As of May 2014[update] the nine Premiers are:
- Premier of the Eastern Cape: Phumulo Masualle (ANC)
- Premier of the Free State: Ace Magashule (ANC)
- Premier of Gauteng: David Makhura (ANC)
- Premier of KwaZulu-Natal: Senzo Mchunu (ANC)
- Premier of Limpopo: Stanley Mathabatha (ANC)
- Premier of Mpumalanga: David Mabuza (ANC)
- Premier of North West: Supra Mahumapelo (ANC)
- Premier of the Northern Cape: Sylvia Lucas (ANC)
- Premier of the Western Cape: Helen Zille (DA)
The Premier appoints an Executive Council (a cabinet) of five to ten members of the provincial legislature. The Members of the Executive Council (or MECs) are responsible for the various departments of the provincial administration. Because the responsibilities of the provincial governments are limited to those listed in the constitution, the portfolios are quite similar across the provinces. Common MEC portfolios and departmental responsibilities include:
- arts and culture
- economic development
- environmental affairs
- human settlements
- local government
- police or public safety
- public works
- roads and transport
- social development
- sport and recreation
Several of these areas may be combined in one department and the portfolio of one MEC.

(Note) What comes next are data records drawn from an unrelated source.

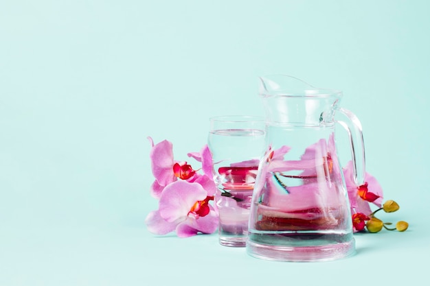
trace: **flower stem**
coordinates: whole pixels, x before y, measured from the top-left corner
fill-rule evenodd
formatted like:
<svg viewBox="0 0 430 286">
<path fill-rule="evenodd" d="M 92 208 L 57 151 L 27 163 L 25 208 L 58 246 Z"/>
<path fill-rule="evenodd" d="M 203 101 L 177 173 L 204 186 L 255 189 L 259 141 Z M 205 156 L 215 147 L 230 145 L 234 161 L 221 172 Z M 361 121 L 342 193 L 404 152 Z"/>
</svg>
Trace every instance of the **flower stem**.
<svg viewBox="0 0 430 286">
<path fill-rule="evenodd" d="M 374 211 L 373 213 L 372 213 L 370 215 L 369 215 L 370 217 L 372 217 L 375 213 L 376 213 L 377 212 L 378 212 L 379 211 L 381 211 L 381 209 L 383 209 L 383 208 L 379 208 L 377 210 L 376 210 L 375 211 Z"/>
<path fill-rule="evenodd" d="M 384 226 L 384 228 L 385 228 L 386 230 L 396 230 L 396 228 L 387 228 L 387 227 L 386 226 L 386 224 L 383 224 L 383 226 Z"/>
</svg>

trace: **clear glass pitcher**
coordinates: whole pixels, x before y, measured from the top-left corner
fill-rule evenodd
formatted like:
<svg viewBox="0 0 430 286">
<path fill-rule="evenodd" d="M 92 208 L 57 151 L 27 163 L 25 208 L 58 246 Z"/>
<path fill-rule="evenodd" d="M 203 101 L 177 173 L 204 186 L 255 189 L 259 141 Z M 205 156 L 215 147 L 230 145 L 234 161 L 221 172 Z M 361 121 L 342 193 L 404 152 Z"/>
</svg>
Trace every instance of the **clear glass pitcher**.
<svg viewBox="0 0 430 286">
<path fill-rule="evenodd" d="M 329 261 L 355 252 L 336 152 L 335 125 L 350 135 L 357 185 L 365 174 L 361 126 L 339 106 L 342 93 L 295 78 L 260 78 L 265 153 L 256 179 L 247 252 L 270 260 Z"/>
</svg>

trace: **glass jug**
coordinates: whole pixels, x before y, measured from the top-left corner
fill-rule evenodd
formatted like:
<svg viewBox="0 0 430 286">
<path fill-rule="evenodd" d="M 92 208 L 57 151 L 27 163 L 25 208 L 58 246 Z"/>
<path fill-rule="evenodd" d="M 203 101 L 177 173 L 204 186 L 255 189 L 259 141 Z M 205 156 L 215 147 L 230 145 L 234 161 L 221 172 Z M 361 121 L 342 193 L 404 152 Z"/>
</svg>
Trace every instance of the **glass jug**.
<svg viewBox="0 0 430 286">
<path fill-rule="evenodd" d="M 355 252 L 335 144 L 346 128 L 357 185 L 365 174 L 361 126 L 339 107 L 342 93 L 287 75 L 260 78 L 265 152 L 256 179 L 247 252 L 269 260 L 329 261 Z"/>
</svg>

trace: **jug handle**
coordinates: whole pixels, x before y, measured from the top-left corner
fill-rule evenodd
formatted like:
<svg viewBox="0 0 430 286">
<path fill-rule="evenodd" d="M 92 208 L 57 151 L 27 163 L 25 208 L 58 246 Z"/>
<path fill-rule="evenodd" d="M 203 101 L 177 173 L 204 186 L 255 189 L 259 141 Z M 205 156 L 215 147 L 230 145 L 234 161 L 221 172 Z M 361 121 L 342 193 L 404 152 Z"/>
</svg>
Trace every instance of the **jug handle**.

South Africa has a single national court system, and the administration of justice is the responsibility of the national government. At present the jurisdictional boundaries of the High Courts do not correspond entirely with the provincial boundaries; the Superior Courts Bill currently before Parliament will rationalise the courts so that there is a single High Court division in each province.
The provincial executive does play a role in the selection of High Court judges, as the Premier of a province is ex officio a member of the Judicial Service Commission when it deals with matters relating to a High Court that sits in that province.
A provincial legislature can, by a two-thirds majority vote, adopt a constitution for the province; it is not necessary to do so, as the national constitution provides a complete structure for provincial government. A provincial constitution must be consistent with the national constitution except that it can provide for different structures and procedures for the executive and the legislature.
The only province that has adopted a constitution is the Western Cape; in doing so it chose to rename its legislature the Provincial Parliament. It also calls its Executive Council the Provincial Cabinet, and the MECs are called Provincial Ministers.